Ada Cecille Perkins Flores (7 September 1959 – 24 May 1980) was a Puerto Rican beauty queen who represented Puerto Rico in the Miss Universe 1978 pageant.

In 1980, Puerto Rico was moved by the media news coverage of her death which resulted from the injuries sustained in an automobile accident in San Juan.

Early years
Perkins, the oldest of three siblings, was born in Ponce, Puerto Rico to Oswald Evan Perkins from San Juan and Ada Flores Sanchez. She received her primary and secondary education at St. John's School in the Condado area and later at the Academia del Perpetuo Socorro in Miramar. She graduated from high school in 1977 and enrolled at the Universidad del Sagrado Corazon where she was studying journalism.

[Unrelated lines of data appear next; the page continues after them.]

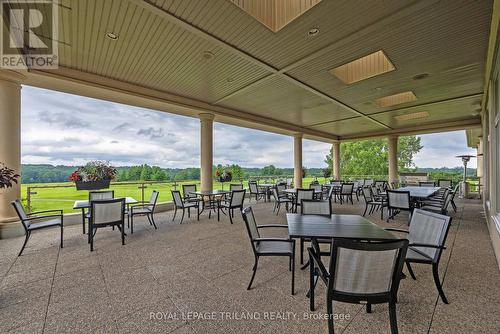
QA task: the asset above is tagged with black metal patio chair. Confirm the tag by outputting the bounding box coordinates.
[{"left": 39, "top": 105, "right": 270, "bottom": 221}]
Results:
[
  {"left": 130, "top": 190, "right": 160, "bottom": 233},
  {"left": 89, "top": 198, "right": 125, "bottom": 252},
  {"left": 242, "top": 207, "right": 295, "bottom": 295},
  {"left": 293, "top": 188, "right": 314, "bottom": 213},
  {"left": 172, "top": 190, "right": 200, "bottom": 224},
  {"left": 362, "top": 187, "right": 387, "bottom": 219},
  {"left": 11, "top": 200, "right": 64, "bottom": 256},
  {"left": 217, "top": 189, "right": 246, "bottom": 224},
  {"left": 248, "top": 181, "right": 267, "bottom": 201},
  {"left": 386, "top": 209, "right": 451, "bottom": 304},
  {"left": 338, "top": 183, "right": 354, "bottom": 204},
  {"left": 300, "top": 199, "right": 332, "bottom": 269},
  {"left": 387, "top": 190, "right": 414, "bottom": 221},
  {"left": 271, "top": 186, "right": 293, "bottom": 216},
  {"left": 82, "top": 190, "right": 115, "bottom": 234},
  {"left": 308, "top": 239, "right": 408, "bottom": 334},
  {"left": 182, "top": 184, "right": 201, "bottom": 203}
]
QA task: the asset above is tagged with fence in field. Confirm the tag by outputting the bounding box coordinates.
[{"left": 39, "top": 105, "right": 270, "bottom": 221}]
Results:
[{"left": 24, "top": 175, "right": 478, "bottom": 210}]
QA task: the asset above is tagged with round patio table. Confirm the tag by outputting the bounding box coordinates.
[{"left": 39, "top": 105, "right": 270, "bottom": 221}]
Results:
[{"left": 190, "top": 189, "right": 230, "bottom": 219}]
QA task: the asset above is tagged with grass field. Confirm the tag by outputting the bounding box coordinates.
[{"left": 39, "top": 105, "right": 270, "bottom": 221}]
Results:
[{"left": 21, "top": 177, "right": 323, "bottom": 213}]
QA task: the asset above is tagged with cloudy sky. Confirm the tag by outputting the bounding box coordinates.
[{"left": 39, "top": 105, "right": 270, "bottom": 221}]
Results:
[{"left": 22, "top": 86, "right": 475, "bottom": 168}]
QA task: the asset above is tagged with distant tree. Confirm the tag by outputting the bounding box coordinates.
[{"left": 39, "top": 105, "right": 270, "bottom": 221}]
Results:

Model and beauty contestant
Perkins was a model who participated in television commercials for various companies, among them: "Chicklets Adams", "Texaco", "Salem cigarette" and for the "INDULAC" (Dairy Producers Industry of Puerto Rico). In 1978, she represented Puerto Rico in the Miss Teen International beauty pageant held in Oranjestad, Aruba. Perkins came in 3rd place.

In May of that same year, Perkins represented the city of San Juan in the Miss Puerto Rico contest and won the title. Miss Puerto Rico is the official national preliminary to the Miss Universe international pageant. Each year the event is held to select the representative from the island to the contest. In the inbox above, Perkins is pictured with the Miss Puerto Rico sash and crown which she was entitled to wear during her reign.

She then traveled to Acapulco, Mexico where she represented Puerto Rico in the first Miss Universe pageant hosted by that country. Margaret Gardiner from South Africa won the title of Miss Universe that was held on July 21, 1978.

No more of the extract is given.